Customer Churn Analysis and Prediction Using Machine Learning for Telecom Services
Customer Churn Analysis and Prediction Using Machine Learning for Telecom Services
Authors:
Aniruddha R. Ughade1 Prof. Kanifnath S. Satav2
Student, MBA Department Professor, MBA Department
Dhole Patil College of Engineering, Pune Dhole Patil College of Engineering, Pune
Abstract
Customer retention has become a key concern for telecom service providers as competition continues to intensify and customers gain more flexibility to switch between providers. Unlike earlier markets where customer loyalty was relatively stable, today’s telecom users often change services based on pricing, service quality, and perceived value. This behaviour directly impacts revenue and increases the cost of acquiring new customers. In the context, understanding the factors that drive customer churn is essential for building effective retention strategies.

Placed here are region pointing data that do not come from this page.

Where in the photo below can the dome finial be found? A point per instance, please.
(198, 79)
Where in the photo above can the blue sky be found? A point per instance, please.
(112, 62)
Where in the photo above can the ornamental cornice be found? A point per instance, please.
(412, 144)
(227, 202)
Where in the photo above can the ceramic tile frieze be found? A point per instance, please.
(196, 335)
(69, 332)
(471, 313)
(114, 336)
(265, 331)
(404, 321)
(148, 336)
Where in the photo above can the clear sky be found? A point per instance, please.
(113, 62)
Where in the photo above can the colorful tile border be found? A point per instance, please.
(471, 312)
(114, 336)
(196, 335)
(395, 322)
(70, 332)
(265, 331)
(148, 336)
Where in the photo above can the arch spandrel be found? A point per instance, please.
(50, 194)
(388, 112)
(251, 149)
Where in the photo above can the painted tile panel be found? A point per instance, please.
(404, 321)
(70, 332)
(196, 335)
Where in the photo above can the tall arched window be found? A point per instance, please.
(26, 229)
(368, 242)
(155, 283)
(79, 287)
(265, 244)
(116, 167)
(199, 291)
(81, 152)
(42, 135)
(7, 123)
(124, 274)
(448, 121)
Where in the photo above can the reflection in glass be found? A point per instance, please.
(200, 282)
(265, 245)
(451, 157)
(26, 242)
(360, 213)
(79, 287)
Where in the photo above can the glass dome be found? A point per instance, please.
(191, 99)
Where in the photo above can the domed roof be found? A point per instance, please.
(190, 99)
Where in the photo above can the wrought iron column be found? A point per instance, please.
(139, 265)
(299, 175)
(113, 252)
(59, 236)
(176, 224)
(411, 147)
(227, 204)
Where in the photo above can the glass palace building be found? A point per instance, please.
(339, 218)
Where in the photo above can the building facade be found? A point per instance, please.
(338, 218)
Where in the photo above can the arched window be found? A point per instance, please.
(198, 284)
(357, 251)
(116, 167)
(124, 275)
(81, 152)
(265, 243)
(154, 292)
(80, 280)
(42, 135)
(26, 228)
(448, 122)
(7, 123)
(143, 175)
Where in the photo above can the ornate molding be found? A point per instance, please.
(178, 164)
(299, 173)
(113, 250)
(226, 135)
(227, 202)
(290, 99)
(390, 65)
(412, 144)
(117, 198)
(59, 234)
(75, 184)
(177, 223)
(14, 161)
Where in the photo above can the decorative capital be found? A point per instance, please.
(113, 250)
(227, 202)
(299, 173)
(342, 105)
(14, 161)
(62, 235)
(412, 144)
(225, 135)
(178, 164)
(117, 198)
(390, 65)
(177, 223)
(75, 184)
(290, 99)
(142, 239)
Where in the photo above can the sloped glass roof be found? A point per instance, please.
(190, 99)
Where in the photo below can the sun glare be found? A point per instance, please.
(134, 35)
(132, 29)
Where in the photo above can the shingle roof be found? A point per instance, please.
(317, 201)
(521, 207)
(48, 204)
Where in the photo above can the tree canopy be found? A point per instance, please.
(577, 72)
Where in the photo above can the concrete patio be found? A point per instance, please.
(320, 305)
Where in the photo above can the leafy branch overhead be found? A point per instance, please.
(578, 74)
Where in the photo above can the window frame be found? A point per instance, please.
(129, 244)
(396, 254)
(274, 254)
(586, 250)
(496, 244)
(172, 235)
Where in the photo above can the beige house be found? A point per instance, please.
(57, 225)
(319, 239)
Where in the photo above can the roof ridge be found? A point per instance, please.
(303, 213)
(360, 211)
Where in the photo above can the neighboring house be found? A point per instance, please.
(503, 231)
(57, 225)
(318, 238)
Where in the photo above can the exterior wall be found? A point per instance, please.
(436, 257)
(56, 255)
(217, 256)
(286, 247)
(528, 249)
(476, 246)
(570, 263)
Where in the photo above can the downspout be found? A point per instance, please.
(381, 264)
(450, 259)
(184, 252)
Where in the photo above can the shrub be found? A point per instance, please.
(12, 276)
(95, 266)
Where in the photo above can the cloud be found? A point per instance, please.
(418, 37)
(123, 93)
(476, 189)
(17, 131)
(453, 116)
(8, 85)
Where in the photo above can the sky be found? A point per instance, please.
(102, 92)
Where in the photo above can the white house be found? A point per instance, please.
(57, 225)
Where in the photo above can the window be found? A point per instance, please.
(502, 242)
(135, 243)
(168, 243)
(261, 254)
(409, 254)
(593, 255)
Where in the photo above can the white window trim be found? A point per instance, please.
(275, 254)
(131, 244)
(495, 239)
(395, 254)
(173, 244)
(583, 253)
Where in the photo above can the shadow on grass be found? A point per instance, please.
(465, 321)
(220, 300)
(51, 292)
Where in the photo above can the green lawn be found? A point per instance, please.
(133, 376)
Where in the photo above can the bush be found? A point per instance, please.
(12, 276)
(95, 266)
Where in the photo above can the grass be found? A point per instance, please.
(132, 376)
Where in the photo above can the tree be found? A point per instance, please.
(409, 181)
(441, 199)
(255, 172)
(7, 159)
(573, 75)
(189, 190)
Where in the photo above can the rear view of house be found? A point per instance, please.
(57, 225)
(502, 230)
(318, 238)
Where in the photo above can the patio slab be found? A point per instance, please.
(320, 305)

In this study, we attempt to understand why customers leave telecom services using a telecom dataset that includes demographic details, service usage patterns, and billing information. The approach combines data preprocessing, exploratory analysis, and the application of machine learning techniques to identify customer who are more likely to discontinue services. Models such as Decision Tree, Random Forest, and XGBoost were implemented and evaluated to understand their effectiveness in classification tasks. Since the dataset exhibited class imbalance, SMOTE was applied to improve model learning and ensure better representation of churn cases.
The result shows that ensemble models perform more consistently compared to individual models, with XGBoost providing the most reliable outcomes after tuning. Factors such as contract type, tenure, and monthly charges were found to play a significant role in influencing churn behaviour.
These insights can help telecom companies take proactive steps toward improving customer retention.
Overall, the study highlights the role of data-driven decision-making in reducing churn and improving customer retention.
Key Words: Customer Churn, Telecom Analytics, Machine Learning, Customer Retention.